Healthtech’s AI Automation has achieved such heights which could now prevent Blindness due to Diabetes
Health tracking devices and electronic health records combined with AI and Machine Learning (ML) technologies will not only pave the way for efficient chronic disease management but will also lead to the emergence of efficient clinical decision support systems to meet the needs of patients and physicians. A shining example of the use of AI in Healthcare IDX-DR.
What is IDX-DR?
IDX-DR is an AI diagnostic system that detects diabetic retinopathy patients on its own (including macular edema). It can identify if a person has diabetic retinopathy that is more than moderate in minutes. Because such situations account for just around 10% of persons with diabetes, ophthalmologists will have to evaluate many fewer people with this AI approach.
Need for IDX-DR
Visual loss and blindness are the two complications that diabetics fear the most. Diabetic retinopathy (DR) is the leading cause of blindness and vision loss in working-age men & women in the United States, claiming the lives of over 24,000 individuals each year. Regular eye exams are essential for diagnosing DR early on when it may be treated with the best prognosis and has led to significant reductions in vision loss and blindness. Despite this, fewer than half of diabetic patients follow the recommended plan of eye exams, and adherence has remained unchanged over the previous 15 years despite widespread attempts to improve it.

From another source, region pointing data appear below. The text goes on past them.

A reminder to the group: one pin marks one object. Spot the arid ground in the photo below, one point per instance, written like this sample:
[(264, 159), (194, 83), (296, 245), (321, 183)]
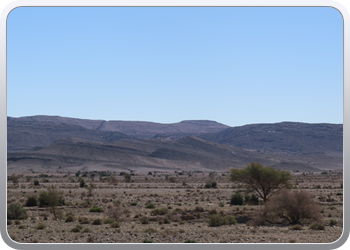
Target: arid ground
[(163, 207)]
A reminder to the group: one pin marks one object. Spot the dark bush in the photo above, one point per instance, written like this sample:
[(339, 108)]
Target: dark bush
[(296, 207), (96, 210), (211, 184), (31, 201), (16, 212), (217, 220), (236, 199), (97, 221)]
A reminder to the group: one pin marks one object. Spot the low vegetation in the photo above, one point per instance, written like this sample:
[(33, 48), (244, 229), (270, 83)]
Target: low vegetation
[(157, 210)]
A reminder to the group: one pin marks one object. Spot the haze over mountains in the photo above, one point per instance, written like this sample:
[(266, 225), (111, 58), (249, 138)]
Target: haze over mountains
[(48, 142)]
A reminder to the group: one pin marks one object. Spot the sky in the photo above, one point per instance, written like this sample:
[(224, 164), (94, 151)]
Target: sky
[(233, 65)]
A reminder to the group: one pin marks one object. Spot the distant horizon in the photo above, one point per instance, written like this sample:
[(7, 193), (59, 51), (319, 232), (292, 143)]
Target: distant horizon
[(236, 65), (286, 121)]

Patients with diabetes should receive a diabetic retinal exam once a year or twice a year, however, many healthcare systems report just 50% or less compliance with this critical quality parameter. Exam compliance rates for diabetic retinopathy are at an all-time low, and many health systems are struggling to develop ways to close this gap in treatment. We can now remove barriers to access and assist more individuals finish their exams using point-of-care diabetic retinopathy screening.

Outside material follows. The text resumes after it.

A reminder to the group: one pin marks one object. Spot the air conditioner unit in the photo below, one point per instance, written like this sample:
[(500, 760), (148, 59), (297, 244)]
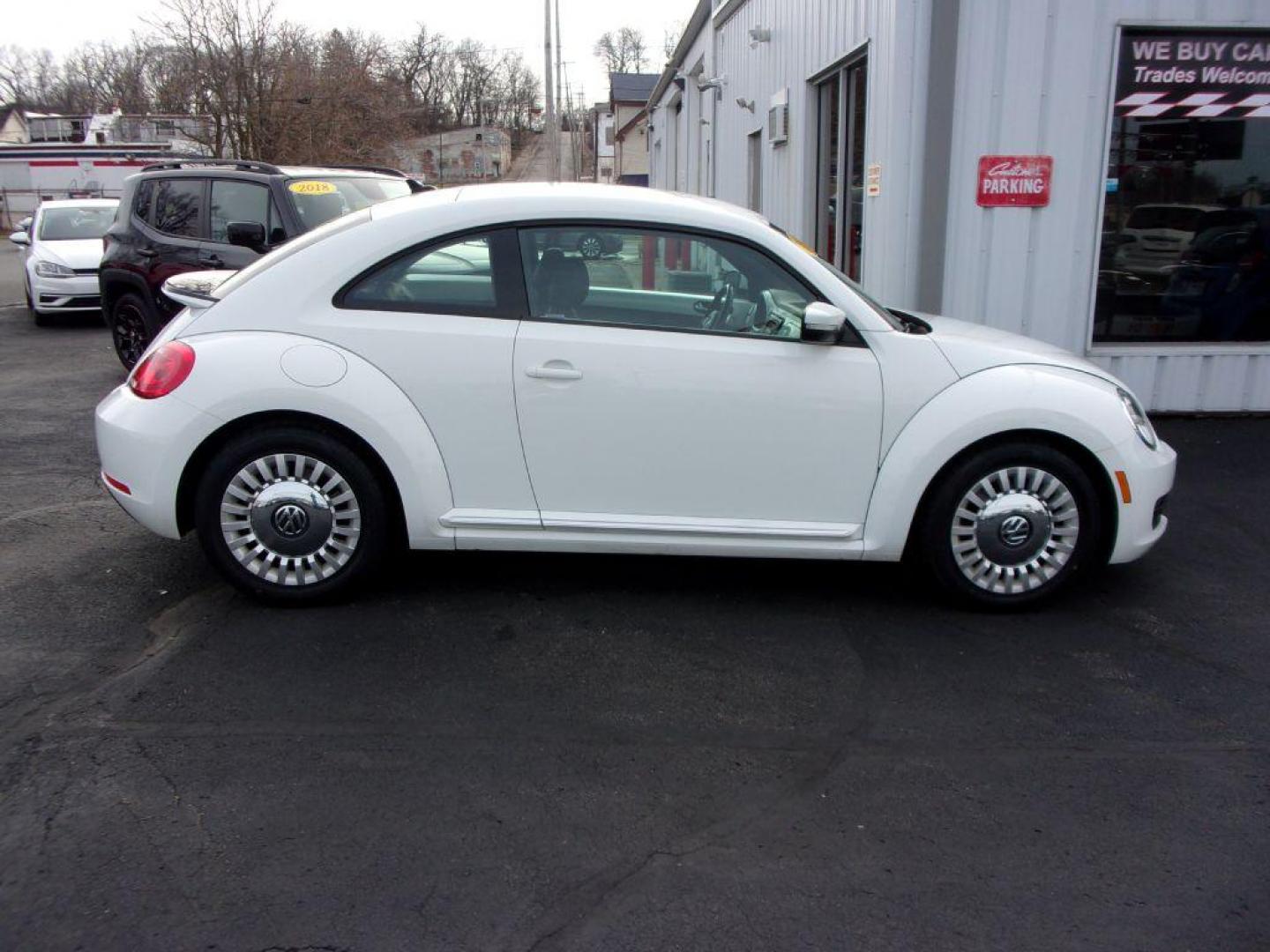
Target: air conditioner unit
[(779, 123)]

Autonomous AI diagnostic system
IDX-DR is an AI system with two fundamental algorithms: an Image Quality AI-based algorithm and the Diagnostic Algorithm itself.
Image quality algorithm:
The image quality algorithm has been implemented as multiple independent detectors for retinal area validation, focus, color balance, and exposure, and is used interactively by the operator to detect sufficient image quality for the Diagnostic algorithm to rule out (or in) mtmDR in seconds, maximizing the number of subjects that can be imaged successfully. It takes four retinal pictures as input and outputs if the quality is enough and, if not, whether the problem is related to the field of vision or image quality.
Diagnostic algorithm:
It’s a clinically-inspired system, thus it contains independent, verified detectors for DR-related lesions like microaneurysms, hemorrhages, and lipoprotein exudates, which are then merged into a disease-level output using an independently trained & validated machine learning approach. Except for the microaneurysm detector, which is a multiscale feature bank detector, the detectors were constructed as multilayer convolutional neural networks (CNN).
Features of IDX-DR
IDX-DR is programmed to seek for and make judgments based on clinical disease detectors similar to those used by eye doctors. IDX-DR has also been trained and verified on over 2 million photos to reduce bias and ensure that the system performs equally effectively for people of all sexes, races, and ethnicities. IDX-DR saved 91 percent of needless specialty visits in a critical clinical study by obtaining a result that was negative for diabetic retinopathy (including macular edema) at the point of care. To ensure patient safety is a top concern, IDX-DR was verified against outcomes for patients using a proxy outcome measure. IDX-DR was used to refer to 100 percent of patients with at least substantial diabetic retinopathy and also more than 96 percent of patients with diabetic macular edema in the pivotal clinical study. Diagnostic results are received at the point of care within a few seconds saving a lot of time.